Crown Prince Mohammed bin Salman has directed the Saudi government to resolve a dispute with banks facing higher Islamic tax liabilities, according to a Thomspn Reuters news report, in an attempt to avoid any damage to his push to diversify the economy.
The directive follows recent disclosures by major Saudi banks that the Government’s General Authority of Zakat and Tax (GAZT) as requested additional payments of Zakat, the name of the tax, for years going back as far as 2002. In some cases, the demands exceed half of a bank’s annual net profit.
Banks are contesting the extra payments, which are estimated at an estimated $2.6 billion across 11 of the Kingdom’s 12 listed banks.
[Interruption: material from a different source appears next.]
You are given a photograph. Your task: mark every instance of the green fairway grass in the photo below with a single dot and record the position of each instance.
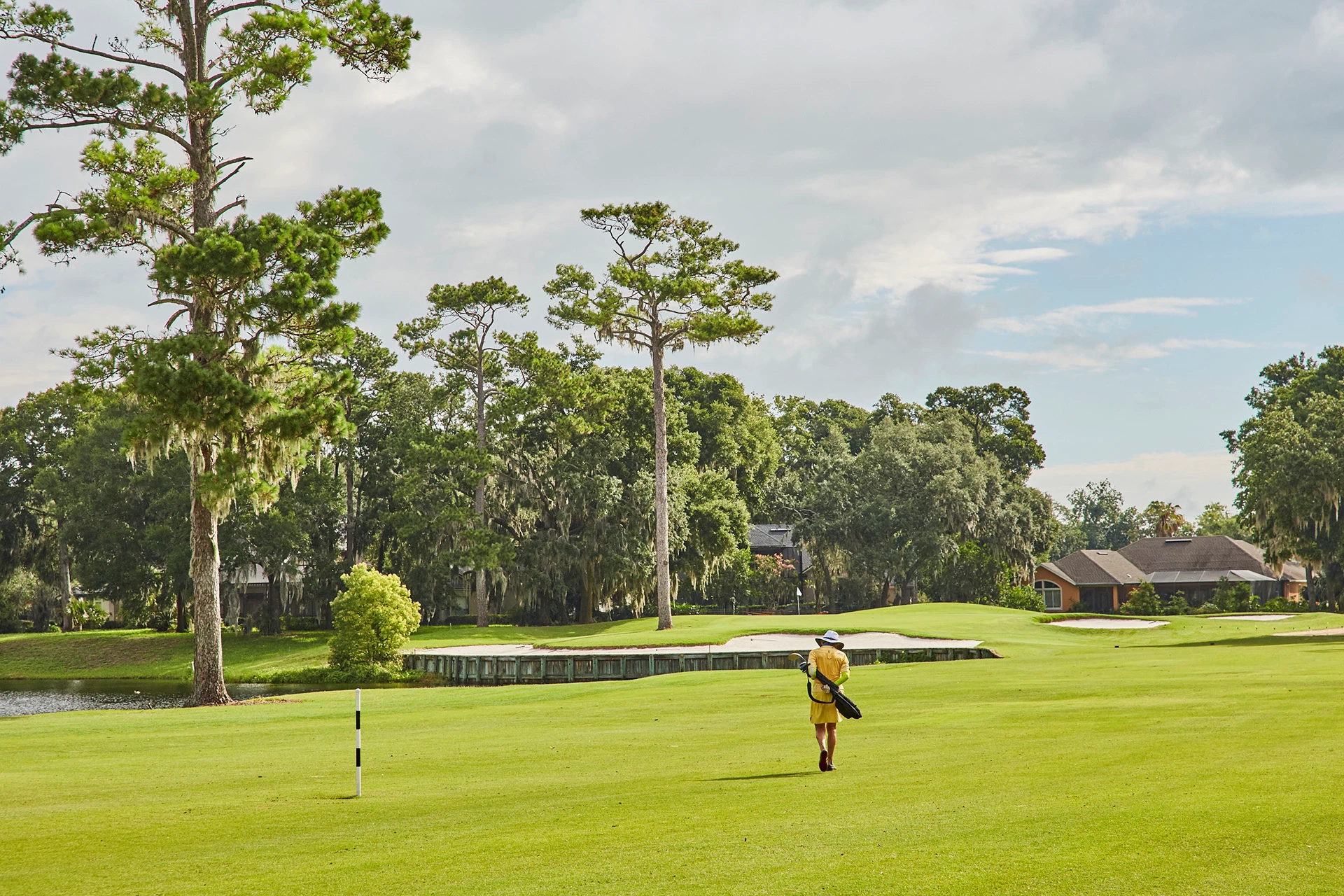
(1196, 758)
(150, 654)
Although Saudi banks and other firms generally do not pay corporate tax, they are subject to Zakat, a 2.5 per cent levy on each bank’s net worth.
Lenders and the authorities have disputed the amount of Zakat they pay for over a decade, but the dispute has recently captured more attention from investors because the kingdom seeks to attract billions of dollars of foreign investment from global equity indexes over the next few years.
Bankers maintain the way the tax is calculated is opaque and the heavy financial demands on banks threaten the stability of the banking sector and capital markets.
Analysts have warned the liabilities could hurt liquidity at the banks, the majority of which are main financiers of the budget deficit through purchases of local bonds, and would also restrict banks’ ability to lend to the private sector, a key element in the government’s reform plan to move the economy away from reliance on oil and create jobs for hundreds of thousands of unemployed Saudis, Thompson Rueters said.
A committee, comprising of representatives from GAZT, the Central Bank, and other parties, was recently formed to investigate the issue at the behest of the Crown Prince, widely known by his initials MbS, the sources told Reuters.
The committee, chaired by former Central Bank governor Fahad al-Mubarak, currently an adviser to the Royal Court, has handed its recommendations to the court and they could be announced as soon as in the next few weeks, one of the sources said.
“MbS is keen on maintaining the banking sector’s solid position ... He is aware of the economic challenges and wants to make sure banks will continue to be able to support the economy and the private sector,” said one banker.
According to media reports Central bank officials were not immediately available for comment, and neither GAZT nor the government media office responded to an emailed request for comment, while another banker said a quick resolution of the issue was urgently needed.
Saudi Arabia is hoping to earn emerging market status in 2018 from index providers FTSE and MSCI, moves that EFG Hermes forecasts will attract up to $45 billion in total foreign inflows.